Re: Summarizing the contentious history of re-opened PFWG-ISSUE-348: Consider renaming (now actually 'deprecating' in ARIA 1.1) role="presentation" to avoid avoid author confusion

James Craig, Mon, 27 Jan 2014 14:04:03 -0800:
> Thanks for the feedback Suzanne. Whether or not “none” is the best 
> replacement is irrelevant. The confusion is not around images. It it 
> around the use of role="presentation" on other elements.

I think you are dismissing the link to images too soon. I think the 
problem with role="presentation" *is* linked to img elements. 

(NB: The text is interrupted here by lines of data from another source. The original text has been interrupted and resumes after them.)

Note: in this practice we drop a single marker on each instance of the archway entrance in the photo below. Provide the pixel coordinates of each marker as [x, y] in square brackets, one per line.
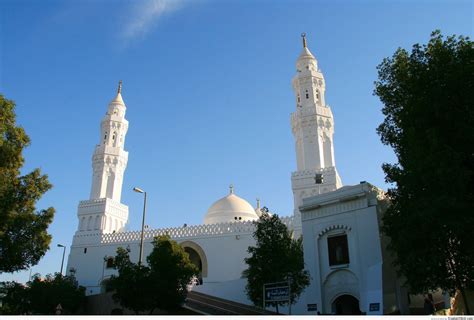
[345, 304]
[197, 257]
[196, 260]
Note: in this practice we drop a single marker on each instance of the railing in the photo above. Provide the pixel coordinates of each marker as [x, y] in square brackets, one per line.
[202, 230]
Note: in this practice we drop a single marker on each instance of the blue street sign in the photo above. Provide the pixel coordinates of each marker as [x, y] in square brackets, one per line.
[277, 294]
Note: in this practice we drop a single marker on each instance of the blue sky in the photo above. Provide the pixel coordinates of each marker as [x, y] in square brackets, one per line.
[207, 86]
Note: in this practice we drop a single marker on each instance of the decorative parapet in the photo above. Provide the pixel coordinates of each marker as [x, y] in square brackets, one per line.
[306, 173]
[203, 230]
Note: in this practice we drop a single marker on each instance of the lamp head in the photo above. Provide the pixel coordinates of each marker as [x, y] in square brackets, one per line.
[136, 189]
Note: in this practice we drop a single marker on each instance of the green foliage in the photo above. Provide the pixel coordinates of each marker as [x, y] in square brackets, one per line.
[162, 284]
[429, 122]
[171, 272]
[14, 298]
[23, 231]
[41, 296]
[275, 257]
[131, 286]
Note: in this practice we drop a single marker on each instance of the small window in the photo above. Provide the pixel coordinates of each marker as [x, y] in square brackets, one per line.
[109, 263]
[319, 179]
[338, 250]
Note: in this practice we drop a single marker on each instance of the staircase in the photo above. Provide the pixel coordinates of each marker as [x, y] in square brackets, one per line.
[210, 305]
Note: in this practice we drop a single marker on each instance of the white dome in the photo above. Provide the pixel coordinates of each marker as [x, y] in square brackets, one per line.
[231, 208]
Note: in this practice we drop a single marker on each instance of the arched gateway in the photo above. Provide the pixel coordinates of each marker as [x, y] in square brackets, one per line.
[197, 257]
[345, 304]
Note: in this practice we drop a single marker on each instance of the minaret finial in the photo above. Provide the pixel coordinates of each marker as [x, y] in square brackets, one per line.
[119, 91]
[303, 35]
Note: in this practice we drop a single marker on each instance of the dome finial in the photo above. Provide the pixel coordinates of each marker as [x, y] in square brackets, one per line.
[303, 35]
[119, 91]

Why? Because: role="presentation" has one effect on img elements. And 
another effect on other elements. This is because role=presentation has 
*one* effects on element that take their textual content from an 
*attribute* (like @alt for img and area elements), but another effect 
on elements that take their textual content from their - well - content.

The problem is that authors are not aware of this distinction. They 
instead look (pun not intended) at the effect of role=presentation on 
img elements, and assume that the effect will be the same on 'normal' 
elements too, even though normal elements do not take their textual 
content from attributes.

Therefore, if a change is due, I think it would be a better solution to 
leave role="presentation" for img elements (and other elements that 
take their textual content from attributes) as is and come up with a 
new value for elements that take their textual content from the child 
content.

Two name proposals. Either: role="div". Or: role="cancel". 

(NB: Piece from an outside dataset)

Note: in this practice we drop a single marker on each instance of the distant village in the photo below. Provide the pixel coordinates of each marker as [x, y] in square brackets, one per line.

To pick role="div" would be to learn from the role="img", which seems 
to work - authors understand it, and I think chances are that they 
would understand role="div" as well. (The one problem I can sees is 
that it would lead some think of role="span" … since span and div is a 
”couple” - one being inline, the other being block, in CSS terms. Also, 
I don't know, right now: Do AT distinguish a span from a div, role 
wise? If yes, do we need two kind of presentation roles for normal 
elements?) One advantage of role="div" is that it would come quite 
naturally that it isn’t needed - and does not have any effect - on div 
elements.

To pick role="cancel" (or role="cancelled"?) should also be quite easy 
to understand since users/authors that have ever used English language 
software (and who haven’t) ought to understand its meaning. If I were 
to explain the effect of role="presentation" on normal elements, I 
would have said that it cancels their native role.